Can be called from command line or from an external library given a list of arguments.
- clusttraj.main.main(args: List[str] | None = None) None
Main function that performs clustering and generates output.
- Parameters:
args (List) – List of command-line arguments. Defaults to None.
- Returns:
None
clusttraj.plot module
Functions to plot the obtained results.
- clusttraj.plot.plot_clust_evo(clust_opt: ClustOptions, clusters: ndarray) None
Plot the evolution of cluster classification over the given samples.
- Parameters:
clust_opt (ClustOptions) – The clustering options.
clusters (np.ndarray) – The cluster classifications for each sample.
- Returns:
None
- clusttraj.plot.plot_dendrogram(clust_opt: ClustOptions, clusters: ndarray, Z: ndarray) None
Plot a dendrogram based on hierarchical clustering.
- Parameters:
clust_opt (ClustOptions) – The options for clustering.
clusters (np.ndarray) – The cluster labels.
Z (np.ndarray) – The linkage matrix.
- Returns:
None
- clusttraj.plot.plot_mds(clust_opt: ClustOptions, clusters: ndarray, distmat: ndarray) None
Plot the multidimensional scaling (MDS) of the RMSD matrix.
- Parameters:
clust_opt (ClustOptions) – The clustering options.
clusters (np.ndarray) – The cluster labels.
distmat (np.ndarray) – The RMSD matrix.
- Returns:
None
- clusttraj.plot.plot_tsne(clust_opt: ClustOptions, clusters: ndarray, distmat: ndarray) None
Plot the t-distributed Stochastic Neighbor Embedding 2D plot of the clustering.
- Parameters:
clust_opt (ClustOptions) – The clustering options.
clusters (np.ndarray) – The cluster labels.
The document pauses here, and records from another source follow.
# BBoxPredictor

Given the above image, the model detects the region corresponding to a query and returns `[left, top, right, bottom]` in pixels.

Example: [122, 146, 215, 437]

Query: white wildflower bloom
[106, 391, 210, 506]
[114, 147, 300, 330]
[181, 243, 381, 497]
distmat (np.ndarray) – The RMSD matrix.
- Returns:
None
clusttraj.utils module
Additional utility functions.
- clusttraj.utils.get_mol_coords(mol: Molecule) ndarray
Get the coordinates of all atoms in a molecule.
- Parameters:
mol (pybel.Molecule) – The molecule object.
- Returns:
The array of atom coordinates.
- Return type:
np.ndarray
- clusttraj.utils.get_mol_info(mol: Molecule) Tuple[ndarray, ndarray]
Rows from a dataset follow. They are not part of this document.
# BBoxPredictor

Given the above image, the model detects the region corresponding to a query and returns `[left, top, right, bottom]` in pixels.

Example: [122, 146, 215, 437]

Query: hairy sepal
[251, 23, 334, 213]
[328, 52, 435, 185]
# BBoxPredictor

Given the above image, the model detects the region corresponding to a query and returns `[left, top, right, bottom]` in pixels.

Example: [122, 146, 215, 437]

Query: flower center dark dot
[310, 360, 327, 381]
Get the atomic numbers and coordinates of all atoms in a molecule.
- Parameters:
mol (pybel.Molecule) – The molecule object.
- Returns:
The array of atomic numbers and the array of atom coordinates.
- Return type:
Tuple[np.ndarray, np.ndarray]
Module contents
- clusttraj.main(args: List[str] | None = None) None
Main function that performs clustering and generates output.
- Parameters:
args (List) – List of command-line arguments. Defaults to None.
- Returns:
None